A 2008 Harvard study examining gender and emotion is expressed in the workplace found:

Displays of anger from men are often viewed as a response to external circumstances, (i.e. they were provoked), while displays of anger by women are more likely to be seen as an internal trait (I.e. she is an angry person).

In fact, one of Biden’s attacks against Sen. Elizabeth Warren (D.-Mass.), the highest-polling woman in the presidential race, was that her critiques of his policy come from a place of anger — a description many critics viewed as highly gendered.

After Warren suggested that Biden’s politics were too conservative for today’s Democratic Party, he wrote in a Medium post: “These kinds of attacks are a serious problem. They reflect an angry unyielding viewpoint that has crept into our politics.”

And Adia Harvey Wingfield, a sociology professor at Washington University in St. Louis, found that black professionals often had to police their own emotions in the workplace out of fear of professional consequences. She previously wrote in the Atlantic:

In particular, black professionals had to be very careful to show feelings of conviviality and pleasantness, even — especially — in response to racial issues.
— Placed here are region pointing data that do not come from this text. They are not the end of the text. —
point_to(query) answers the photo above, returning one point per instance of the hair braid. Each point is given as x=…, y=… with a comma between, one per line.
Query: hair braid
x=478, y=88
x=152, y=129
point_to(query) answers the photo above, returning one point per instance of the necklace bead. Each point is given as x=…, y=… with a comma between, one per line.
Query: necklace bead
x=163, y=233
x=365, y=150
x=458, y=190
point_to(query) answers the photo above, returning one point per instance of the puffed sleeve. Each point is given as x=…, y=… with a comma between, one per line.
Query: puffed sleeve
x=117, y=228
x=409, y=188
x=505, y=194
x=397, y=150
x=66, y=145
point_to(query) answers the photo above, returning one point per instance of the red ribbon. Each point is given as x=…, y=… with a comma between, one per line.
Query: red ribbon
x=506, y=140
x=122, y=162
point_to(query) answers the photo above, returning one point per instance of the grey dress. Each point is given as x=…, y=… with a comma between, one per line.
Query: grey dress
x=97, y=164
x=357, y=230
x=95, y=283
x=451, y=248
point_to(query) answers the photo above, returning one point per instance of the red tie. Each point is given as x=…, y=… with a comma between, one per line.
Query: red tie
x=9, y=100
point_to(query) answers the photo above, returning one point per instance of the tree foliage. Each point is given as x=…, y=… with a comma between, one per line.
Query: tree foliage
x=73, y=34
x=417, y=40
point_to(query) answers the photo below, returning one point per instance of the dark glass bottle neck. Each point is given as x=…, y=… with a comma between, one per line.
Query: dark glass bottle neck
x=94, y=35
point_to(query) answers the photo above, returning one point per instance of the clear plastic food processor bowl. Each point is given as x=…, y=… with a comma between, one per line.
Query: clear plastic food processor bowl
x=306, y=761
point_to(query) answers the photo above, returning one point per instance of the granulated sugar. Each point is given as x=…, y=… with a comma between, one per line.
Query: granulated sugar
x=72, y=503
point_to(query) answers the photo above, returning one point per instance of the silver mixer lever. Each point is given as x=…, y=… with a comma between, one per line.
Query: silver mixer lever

They felt that emotions of anger, frustration, and annoyance were discouraged, even when they worked in settings where these emotions were generally welcomed in certain contexts — think litigators interacting with opposing counsel, or financial analysts responding to a stressful day on Wall Street. Interestingly, this often played out at trainings meant to encourage racial sensitivity.

Some defenders of Biden's interaction with the Iowa farmer — and even Warren — might argue that the former vice president was responding to unfair and inaccurate attacks. And as a result, he has a right to be angry and to respond as such. There's an idea that a “tough guy” is needed to defeat Trump.

But the question to be considered on this issue is: Do other candidates get that same right? Would Harris be allowed to get in a voter’s face and call him a liar without consequence? Or would Castro be allowed to brag that he’d punch the president in the face and maintain his standing, were he a front-runner?

Hillary Clinton, Trump’s 2016 rival, certainly wasn’t allowed to appear angry without attracting criticism. After a debate, former GOP chairman Reince Priebus called her out on it on Twitter.

These candidates are applying for a job. They hope to replace a president who many voters believe misbehaves in ways that his predecessor — America’s first black president — or his general-election opponent, the first woman to become a major party’s presidential nominee, never could.